27.1.2023, 1 Ob 165/22d
Sachverhalt
Die Klägerin habe dadurch einen Schaden erlitten, dass eine für sie bestimmte Zahlung ihres damaligen Prozessgegners nicht auf ein Fremdgeldkonto, sondern auf das persönliche Kanzleikonto ihres ehemaligen Rechtsvertreters gebucht, von diesem für eigene Zwecke verbraucht und schließlich das Konkursverfahren über sein Vermögen eröffnet wurde. Der beklagten RAK wurde vorgeworfen, sie habe pflichtwidrig eine Beaufsichtigung ihres früheren Rechtsvertreters hinsichtlich der Einhaltung der Verpflichtung, für Klientengelder Fremdgeldkonten zu führen, unterlassen. Die beklagte RAK bestritt die ihr vorgeworfene Kontrollpflichtverletzung und wandte im Wesentlichen ein, dass die Überwachung der Pflichten der Rechtsanwälte durch die RAK nicht den Schutz Dritter – wie insbesondere der Klägerin – bezwecke.
Das Erstgericht wies die Klage ab, weil die Verpflichtung der beklagten RAK zur Kontrolle der Einhaltung der Pflichten ihrer Mitglieder nicht den Schutz von deren Klienten bezwecke. Der Schaden der Klägerin stehe daher in keinem Rechtswidrigkeitszusammenhang mit der behaupteten Kontrollpflichtverletzung der beklagten RAK. Der ehemalige Rechtsvertreter der Klägerin wurde im gegen ihn wegen des Verdachts der Untreue geführten Strafverfahren im Zweifel freigesprochen, da – (eigene Anm: wohl in dubio pro reo) – nicht auszuschließen war, dass sich ihr früherer Rechtsvertreter den ihr zustehenden Geldbetrag – aufgrund der fehlenden Kontentrennung – lediglich „aus Versehen“ zugeeignet habe. Anhaltspunkte dafür, dass die beklagte RAK erkennen hätte können, dass der ehemalige Rechtsvertreter der Klägerin entgegen § 43 RL-BA 2015 bzw RL-BA 1977 keine Fremdgeldkonten führte, ergaben sich weder aus dem Klagevorbringen noch aus dem festgestellten Sachverhalt. Nach den Feststellungen bestanden gerade keine Anhaltspunkte dafür, dass er gegen diese Bestimmung verstoßen hätte. Somit bestand auch kein besonderer Anlass der beklagten RAK zur Kontrolle gerade dieses bestimmten Rechtsanwalts.

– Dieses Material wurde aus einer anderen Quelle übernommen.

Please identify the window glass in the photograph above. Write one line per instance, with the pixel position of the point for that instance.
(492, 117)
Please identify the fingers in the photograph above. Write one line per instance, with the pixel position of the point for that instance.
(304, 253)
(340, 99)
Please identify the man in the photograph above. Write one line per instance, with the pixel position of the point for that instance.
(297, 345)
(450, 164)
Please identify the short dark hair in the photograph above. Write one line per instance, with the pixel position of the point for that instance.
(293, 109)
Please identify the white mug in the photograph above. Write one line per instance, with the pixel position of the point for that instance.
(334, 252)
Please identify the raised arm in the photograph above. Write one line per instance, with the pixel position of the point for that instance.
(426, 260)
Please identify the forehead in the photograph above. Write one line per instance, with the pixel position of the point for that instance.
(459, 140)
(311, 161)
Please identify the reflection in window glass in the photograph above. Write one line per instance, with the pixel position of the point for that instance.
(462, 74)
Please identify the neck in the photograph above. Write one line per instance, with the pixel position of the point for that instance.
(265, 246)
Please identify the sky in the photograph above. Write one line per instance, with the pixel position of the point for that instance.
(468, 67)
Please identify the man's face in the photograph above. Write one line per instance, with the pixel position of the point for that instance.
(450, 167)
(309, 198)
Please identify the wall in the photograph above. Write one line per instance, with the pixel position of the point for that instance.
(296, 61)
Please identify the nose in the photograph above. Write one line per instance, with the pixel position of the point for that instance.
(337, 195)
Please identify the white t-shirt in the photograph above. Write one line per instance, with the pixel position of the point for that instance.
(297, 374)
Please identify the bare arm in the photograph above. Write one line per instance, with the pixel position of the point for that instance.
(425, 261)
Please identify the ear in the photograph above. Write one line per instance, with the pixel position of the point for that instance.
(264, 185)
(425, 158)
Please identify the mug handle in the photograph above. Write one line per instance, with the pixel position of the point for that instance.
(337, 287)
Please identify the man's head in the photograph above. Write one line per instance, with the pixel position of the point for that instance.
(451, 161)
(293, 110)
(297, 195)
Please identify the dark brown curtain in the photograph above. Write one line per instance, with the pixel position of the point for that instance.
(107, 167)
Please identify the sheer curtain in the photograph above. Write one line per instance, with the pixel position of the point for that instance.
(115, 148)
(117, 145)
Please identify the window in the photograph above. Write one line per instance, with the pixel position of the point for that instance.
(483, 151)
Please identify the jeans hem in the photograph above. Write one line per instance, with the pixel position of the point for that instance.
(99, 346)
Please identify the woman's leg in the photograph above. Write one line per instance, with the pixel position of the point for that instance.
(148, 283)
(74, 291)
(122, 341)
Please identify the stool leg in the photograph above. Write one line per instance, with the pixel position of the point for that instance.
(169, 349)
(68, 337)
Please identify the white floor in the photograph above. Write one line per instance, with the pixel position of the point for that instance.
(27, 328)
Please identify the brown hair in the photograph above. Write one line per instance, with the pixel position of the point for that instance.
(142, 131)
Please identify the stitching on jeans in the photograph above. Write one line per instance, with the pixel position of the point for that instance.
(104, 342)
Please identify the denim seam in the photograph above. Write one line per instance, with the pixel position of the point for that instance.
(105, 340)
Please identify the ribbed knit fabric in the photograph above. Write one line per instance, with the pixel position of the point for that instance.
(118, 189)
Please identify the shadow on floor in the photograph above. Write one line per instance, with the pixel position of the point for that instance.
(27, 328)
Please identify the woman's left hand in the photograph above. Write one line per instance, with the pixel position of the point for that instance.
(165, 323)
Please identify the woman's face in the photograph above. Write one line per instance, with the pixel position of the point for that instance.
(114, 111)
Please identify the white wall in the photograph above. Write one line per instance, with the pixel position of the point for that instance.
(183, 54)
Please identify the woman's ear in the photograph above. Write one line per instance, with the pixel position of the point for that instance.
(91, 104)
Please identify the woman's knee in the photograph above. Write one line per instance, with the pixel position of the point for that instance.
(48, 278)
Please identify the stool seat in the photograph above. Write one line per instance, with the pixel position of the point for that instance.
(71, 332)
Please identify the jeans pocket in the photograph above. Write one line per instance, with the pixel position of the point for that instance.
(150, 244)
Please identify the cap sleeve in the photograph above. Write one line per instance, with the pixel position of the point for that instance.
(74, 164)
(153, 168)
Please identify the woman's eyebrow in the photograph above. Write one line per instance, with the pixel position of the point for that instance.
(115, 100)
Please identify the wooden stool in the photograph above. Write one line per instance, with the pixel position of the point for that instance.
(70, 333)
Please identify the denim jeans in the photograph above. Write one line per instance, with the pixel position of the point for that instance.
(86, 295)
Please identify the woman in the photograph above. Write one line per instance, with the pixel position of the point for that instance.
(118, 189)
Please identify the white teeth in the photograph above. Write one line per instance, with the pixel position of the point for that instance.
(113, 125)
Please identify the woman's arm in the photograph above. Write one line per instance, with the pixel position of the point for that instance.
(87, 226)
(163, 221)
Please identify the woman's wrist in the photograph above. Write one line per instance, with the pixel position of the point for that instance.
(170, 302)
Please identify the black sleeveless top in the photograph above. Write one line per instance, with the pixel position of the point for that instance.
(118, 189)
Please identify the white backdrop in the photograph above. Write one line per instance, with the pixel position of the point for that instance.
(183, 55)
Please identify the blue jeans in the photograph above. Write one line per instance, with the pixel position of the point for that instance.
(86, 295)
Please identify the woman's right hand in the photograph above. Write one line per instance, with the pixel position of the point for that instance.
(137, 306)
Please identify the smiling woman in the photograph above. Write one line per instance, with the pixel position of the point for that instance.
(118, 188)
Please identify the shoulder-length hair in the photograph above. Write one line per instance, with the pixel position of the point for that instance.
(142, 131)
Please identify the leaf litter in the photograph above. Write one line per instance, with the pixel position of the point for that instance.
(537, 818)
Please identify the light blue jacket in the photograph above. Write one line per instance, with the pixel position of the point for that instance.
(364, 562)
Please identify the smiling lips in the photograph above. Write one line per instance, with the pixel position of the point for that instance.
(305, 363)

Das Berufungsgericht bestätigte die erstinstanzliche Entscheidung und ließ die ordentliche Revision nicht zu: Der geltend gemachte Ersatzanspruch scheitere schon daran, dass die Klägerin die Kausalität der behaupteten Pflichtverletzung für den eingetretenen Schaden nicht hinreichend dargelegt habe. Eine Haftung der beklagten RAK käme nur in Betracht, wenn der ihr vorgeworfene Überwachungsfehler dafür, dass der frühere Rechtsanwalt der Klägerin ihr Geld für eigene Zwecke verwendete, ursächlich gewesen wäre. Dies wäre aber nur bei einer – durch die fehlende Kontentrennung bedingten – irrtümlichen Verwendung ihres Geldes denkbar gewesen. Eine vorsätzliche Veruntreuung wäre auch durch Einhaltung der Pflicht zur getrennten Kontenführung, deren mangelnde Kontrolle die Klägerin der beklagten RAK vorwirft, nicht verhindert worden. Da die Klägerin nicht behauptet habe, auf welche Art (irrtümlich oder wissentlich) ihr Rechtsanwalt das Geld verwendete, komme der Klage mangels Darlegung der Ursächlichkeit des behaupteten Fehlverhaltens keine Berechtigung zu.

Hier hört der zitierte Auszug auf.